Finish integrating new parser into pipeline #186

bcspragu · 2024-02-14T04:42:24Z

This PR finishes integrating the new parser logic from [1] into our pipeline.

It parses the processed_portfolios.json file from the output directory (in this case /home/portfolio-parser/output) and uses that to both correlate input + output files as well as upload the output CSV files. Since the R code now includes a row count, we no longer need to parse the files manually.

This all mostly works as expected. A few sharp edges (relying on UUIDs from the R code) are noted in the PR, and there's metadata produced by the new code (both at the input file level and the output file level) that we aren't currently recording anywhere.

Adjacent changes:

In creating the parser, I also duplicated the taskrunner package. That has been hoisted to the top level and de-duped
Assorted refactorings and renamings to make sure the pactaparser image gets invoked correctly

[1] https://github.com/RMI-PACTA/workflow.portfolio.parsing

gbdubs

👍 Psyched to see the complete coupling come into focus!

gbdubs · 2024-02-14T13:21:17Z

async/async.go

-			return fmt.Errorf("failed to parse file type from file name %q: %w", fileName, err)
+	for _, sf := range sourceFiles {
+
+		// TODO: There's lots of metadata associated with the input files (e.g.


Can you create a TODO to track this? I feel like capturing this data and storing it seems like it is more likely than not to save us time and energy down the road if/when something goes wrong.
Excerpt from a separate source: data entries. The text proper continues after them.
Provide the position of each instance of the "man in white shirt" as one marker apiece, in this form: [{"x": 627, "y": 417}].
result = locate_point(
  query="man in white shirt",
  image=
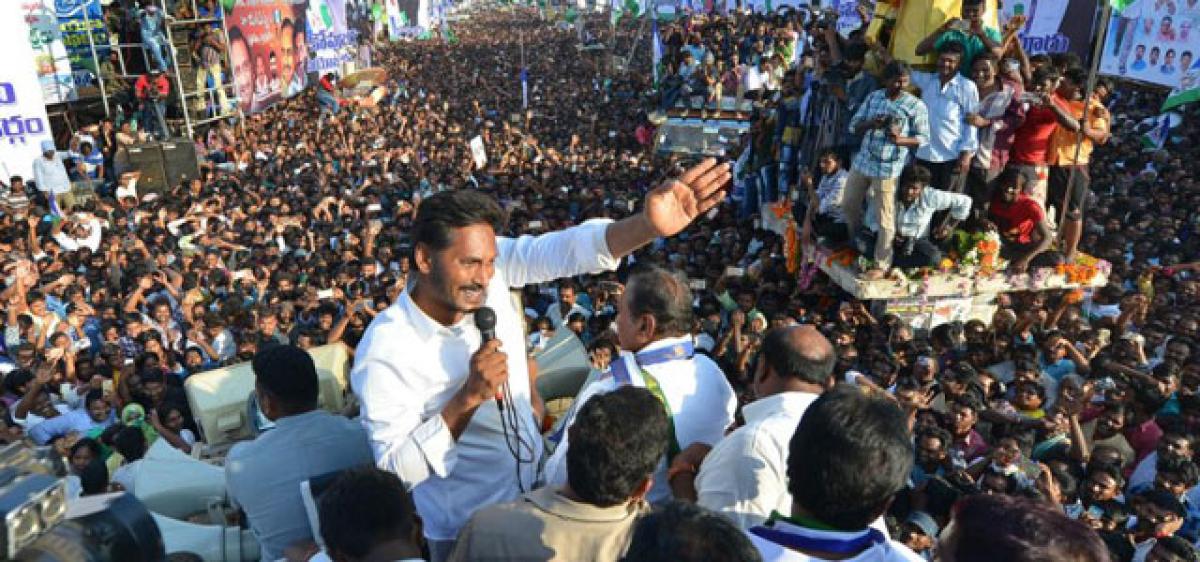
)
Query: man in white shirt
[
  {"x": 567, "y": 305},
  {"x": 264, "y": 476},
  {"x": 850, "y": 455},
  {"x": 653, "y": 326},
  {"x": 745, "y": 474},
  {"x": 952, "y": 100},
  {"x": 79, "y": 231},
  {"x": 426, "y": 381},
  {"x": 49, "y": 172}
]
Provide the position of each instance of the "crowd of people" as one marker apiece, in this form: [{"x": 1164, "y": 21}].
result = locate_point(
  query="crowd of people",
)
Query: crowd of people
[{"x": 311, "y": 225}]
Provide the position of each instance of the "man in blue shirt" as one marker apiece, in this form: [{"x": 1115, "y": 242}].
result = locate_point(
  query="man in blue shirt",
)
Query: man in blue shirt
[
  {"x": 915, "y": 208},
  {"x": 95, "y": 413},
  {"x": 951, "y": 100},
  {"x": 264, "y": 476},
  {"x": 970, "y": 31}
]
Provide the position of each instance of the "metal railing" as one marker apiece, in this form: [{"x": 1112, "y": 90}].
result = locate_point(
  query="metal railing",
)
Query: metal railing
[{"x": 183, "y": 94}]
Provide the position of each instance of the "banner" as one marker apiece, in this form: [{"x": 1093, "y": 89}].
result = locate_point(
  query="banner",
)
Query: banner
[
  {"x": 1054, "y": 27},
  {"x": 403, "y": 18},
  {"x": 1152, "y": 41},
  {"x": 23, "y": 121},
  {"x": 268, "y": 51},
  {"x": 76, "y": 17},
  {"x": 329, "y": 36},
  {"x": 49, "y": 54}
]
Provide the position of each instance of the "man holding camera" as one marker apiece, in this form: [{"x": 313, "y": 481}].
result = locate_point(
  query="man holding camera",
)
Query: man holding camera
[
  {"x": 151, "y": 90},
  {"x": 892, "y": 123},
  {"x": 970, "y": 31}
]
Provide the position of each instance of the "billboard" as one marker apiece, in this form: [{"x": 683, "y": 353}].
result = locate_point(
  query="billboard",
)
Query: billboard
[
  {"x": 1152, "y": 41},
  {"x": 23, "y": 120},
  {"x": 76, "y": 17},
  {"x": 1054, "y": 27},
  {"x": 268, "y": 51},
  {"x": 49, "y": 54},
  {"x": 329, "y": 36}
]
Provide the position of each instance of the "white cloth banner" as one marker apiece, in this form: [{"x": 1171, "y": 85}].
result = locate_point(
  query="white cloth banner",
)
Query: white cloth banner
[
  {"x": 46, "y": 48},
  {"x": 23, "y": 120},
  {"x": 1152, "y": 41}
]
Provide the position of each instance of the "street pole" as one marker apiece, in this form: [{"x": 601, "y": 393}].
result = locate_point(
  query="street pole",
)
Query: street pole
[
  {"x": 91, "y": 45},
  {"x": 1092, "y": 77}
]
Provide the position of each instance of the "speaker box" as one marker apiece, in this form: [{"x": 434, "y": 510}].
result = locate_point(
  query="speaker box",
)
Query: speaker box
[
  {"x": 179, "y": 161},
  {"x": 147, "y": 159},
  {"x": 163, "y": 165}
]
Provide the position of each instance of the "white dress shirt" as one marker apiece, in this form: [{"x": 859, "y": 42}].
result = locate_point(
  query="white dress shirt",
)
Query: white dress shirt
[
  {"x": 91, "y": 241},
  {"x": 701, "y": 400},
  {"x": 745, "y": 476},
  {"x": 263, "y": 476},
  {"x": 51, "y": 174},
  {"x": 408, "y": 366},
  {"x": 949, "y": 133}
]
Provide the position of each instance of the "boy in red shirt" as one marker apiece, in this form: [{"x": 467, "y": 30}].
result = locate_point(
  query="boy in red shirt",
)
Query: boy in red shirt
[
  {"x": 1021, "y": 223},
  {"x": 1031, "y": 142}
]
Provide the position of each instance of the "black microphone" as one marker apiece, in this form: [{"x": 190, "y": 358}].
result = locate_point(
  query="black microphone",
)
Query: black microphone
[{"x": 485, "y": 320}]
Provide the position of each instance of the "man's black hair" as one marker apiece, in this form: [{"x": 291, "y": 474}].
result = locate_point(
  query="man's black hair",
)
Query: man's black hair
[
  {"x": 952, "y": 47},
  {"x": 288, "y": 374},
  {"x": 850, "y": 455},
  {"x": 364, "y": 507},
  {"x": 130, "y": 442},
  {"x": 444, "y": 211},
  {"x": 1177, "y": 549},
  {"x": 663, "y": 294},
  {"x": 94, "y": 478},
  {"x": 617, "y": 440},
  {"x": 916, "y": 174},
  {"x": 787, "y": 360},
  {"x": 685, "y": 532},
  {"x": 994, "y": 527},
  {"x": 1164, "y": 501}
]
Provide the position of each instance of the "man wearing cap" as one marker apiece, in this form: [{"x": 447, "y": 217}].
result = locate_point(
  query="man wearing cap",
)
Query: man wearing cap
[
  {"x": 654, "y": 328},
  {"x": 744, "y": 476},
  {"x": 151, "y": 90},
  {"x": 51, "y": 175}
]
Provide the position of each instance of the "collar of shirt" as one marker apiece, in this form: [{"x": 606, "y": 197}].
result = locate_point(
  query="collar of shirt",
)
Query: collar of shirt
[
  {"x": 665, "y": 342},
  {"x": 551, "y": 500},
  {"x": 297, "y": 419},
  {"x": 425, "y": 326},
  {"x": 792, "y": 402}
]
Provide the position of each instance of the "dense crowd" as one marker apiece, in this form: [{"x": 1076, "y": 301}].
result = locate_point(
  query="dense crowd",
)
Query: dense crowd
[{"x": 299, "y": 232}]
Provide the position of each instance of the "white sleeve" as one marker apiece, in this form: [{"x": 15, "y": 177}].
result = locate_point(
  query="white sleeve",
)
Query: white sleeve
[
  {"x": 582, "y": 249},
  {"x": 742, "y": 483},
  {"x": 401, "y": 441}
]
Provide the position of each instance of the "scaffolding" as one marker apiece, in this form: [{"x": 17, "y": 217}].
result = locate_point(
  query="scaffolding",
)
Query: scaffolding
[{"x": 193, "y": 107}]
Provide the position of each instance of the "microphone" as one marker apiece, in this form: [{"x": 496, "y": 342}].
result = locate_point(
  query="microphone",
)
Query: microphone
[{"x": 485, "y": 320}]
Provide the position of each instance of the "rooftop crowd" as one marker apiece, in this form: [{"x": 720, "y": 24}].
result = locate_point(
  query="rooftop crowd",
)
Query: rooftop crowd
[{"x": 1072, "y": 413}]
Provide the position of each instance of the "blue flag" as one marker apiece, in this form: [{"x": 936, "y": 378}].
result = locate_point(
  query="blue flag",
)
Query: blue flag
[{"x": 525, "y": 88}]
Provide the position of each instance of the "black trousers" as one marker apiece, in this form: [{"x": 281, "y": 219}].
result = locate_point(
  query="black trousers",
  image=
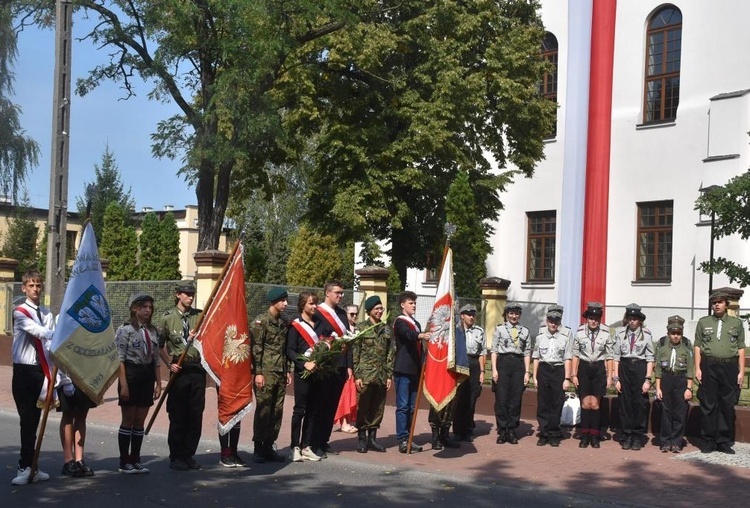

Storing it as a blob (using our existing infrastructure) and then either attaching that blob to the incomplete_upload or creating a new table for it is probably the right call.

Done, see #187

gbdubs · 2024-02-14T13:22:12Z

async/async.go

+		for _, p := range sf.Portfolios {
+			outPath := filepath.Join(outputDir, p.OutputFilename)
+
+			// XXX: One risk here is that we're depending on the R code to generate truly


Why rely on that at all? The info we actually need for semantics is in the portfolio metadata. Let's create UUIDs or similar here?

It was mostly just because there's already a bunch of UUIDs flying around and being mapped to things and I didn't want to introduce more cognitive load with another opaque UUID -> UUID mapping, but agreed that we shouldn't rely on this behavior since we don't have to.

Done, and also simpler than I thought, we don't need to maintain the mapping as we just store the blob URI as is.

async/async.go

gbdubs · 2024-02-14T13:24:30Z

async/async.go

+				return fmt.Errorf("failed to parse file type from file name %q: %w", p.OutputFilename, err)
+			}
+
+			sourceURI, ok := localCSVToBlob[sf.InputFilename]


Optional: consider adding another check that no additional output files are present that aren't mentioned in the manifest. That kind of defensive programming is probably warranted over a trusted but blackbox interface like this one.

(after the loop completes, obviously. A map/set should be sufficient)

I considered this and then got lazy, this is done now.

gbdubs · 2024-02-14T13:26:05Z

async/async.go

-		paths = append(paths, strings.TrimSpace(line[idx+17:]))
+	var sourceFiles []parsed.SourceFile
+	if err := json.NewDecoder(omf).Decode(&sourceFiles); err != nil {
+		return fmt.Errorf("failed to decode processed_portfolios.json as JSON: %w", err)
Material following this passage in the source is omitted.